## Trendy or Timeless?


Popular music is on the forefront of what the people consider new and cool, but it can also reflect shared values that are more persistent, even timeless. Leaving aside the ancient question of whether art imitates life or life imitates art, are there some concepts so firmly rooted in collective human belief systems that they remain constant across time? While a fully generalizable answer to that question may not be possible, some insights can be obtained from analysis of the content of the lyrics of popular music, and comparing them across time. 

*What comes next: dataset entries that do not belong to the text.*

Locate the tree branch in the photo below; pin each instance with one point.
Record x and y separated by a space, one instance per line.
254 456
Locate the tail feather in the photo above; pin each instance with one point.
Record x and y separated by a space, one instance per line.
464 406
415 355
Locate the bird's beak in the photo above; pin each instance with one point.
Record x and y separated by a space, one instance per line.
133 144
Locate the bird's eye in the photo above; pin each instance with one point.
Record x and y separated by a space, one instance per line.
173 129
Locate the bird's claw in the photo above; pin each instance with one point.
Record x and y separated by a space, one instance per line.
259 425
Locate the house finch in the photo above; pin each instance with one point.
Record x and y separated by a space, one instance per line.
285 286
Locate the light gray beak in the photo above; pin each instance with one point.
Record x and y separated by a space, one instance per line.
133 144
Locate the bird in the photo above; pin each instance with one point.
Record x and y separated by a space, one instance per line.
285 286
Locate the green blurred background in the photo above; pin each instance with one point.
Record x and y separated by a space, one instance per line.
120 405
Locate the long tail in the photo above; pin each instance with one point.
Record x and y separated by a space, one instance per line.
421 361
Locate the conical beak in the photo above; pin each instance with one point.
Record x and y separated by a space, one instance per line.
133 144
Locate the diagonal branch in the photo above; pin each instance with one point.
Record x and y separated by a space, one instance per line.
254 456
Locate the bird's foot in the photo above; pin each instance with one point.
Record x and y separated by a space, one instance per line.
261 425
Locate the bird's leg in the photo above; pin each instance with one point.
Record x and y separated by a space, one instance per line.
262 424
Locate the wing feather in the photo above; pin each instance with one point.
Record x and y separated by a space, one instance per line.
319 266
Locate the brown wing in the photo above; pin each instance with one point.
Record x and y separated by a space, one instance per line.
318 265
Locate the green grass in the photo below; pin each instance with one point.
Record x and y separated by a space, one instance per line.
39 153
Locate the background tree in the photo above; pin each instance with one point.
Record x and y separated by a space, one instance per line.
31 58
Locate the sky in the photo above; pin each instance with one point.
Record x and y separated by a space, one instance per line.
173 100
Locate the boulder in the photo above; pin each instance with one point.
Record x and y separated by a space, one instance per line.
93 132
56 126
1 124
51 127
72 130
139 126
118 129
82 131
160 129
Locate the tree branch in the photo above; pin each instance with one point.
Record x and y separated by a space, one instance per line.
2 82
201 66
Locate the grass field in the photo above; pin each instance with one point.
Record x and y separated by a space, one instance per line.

This inquiry is primarily exploratory, but by proceeding at multiple levels of abstraction it is hoped that some conclusions can be drawn. More concrete metrics, such as word count, song length, and lexical diversity (non-repetitiveness) help establish a heuristic baseline. As one might expect, the word "love" appears very frequently in song lyrics, but not always in a positive context. It may be possible to learn more by deeper examination.  Another potentially useful metric of the sentiment content of music lyrics is obtained by treating the artist as a proxy (literally the embodiment) for the music's semantic content, and tracing the persistence versus evanescence of individual artists or bands over time.  And of course, some more modern text mining techniques, Latent Semantic Analysis (LSI) Latent Dirichlet Analysis (LDA), will be used to extract models of what the songs are about.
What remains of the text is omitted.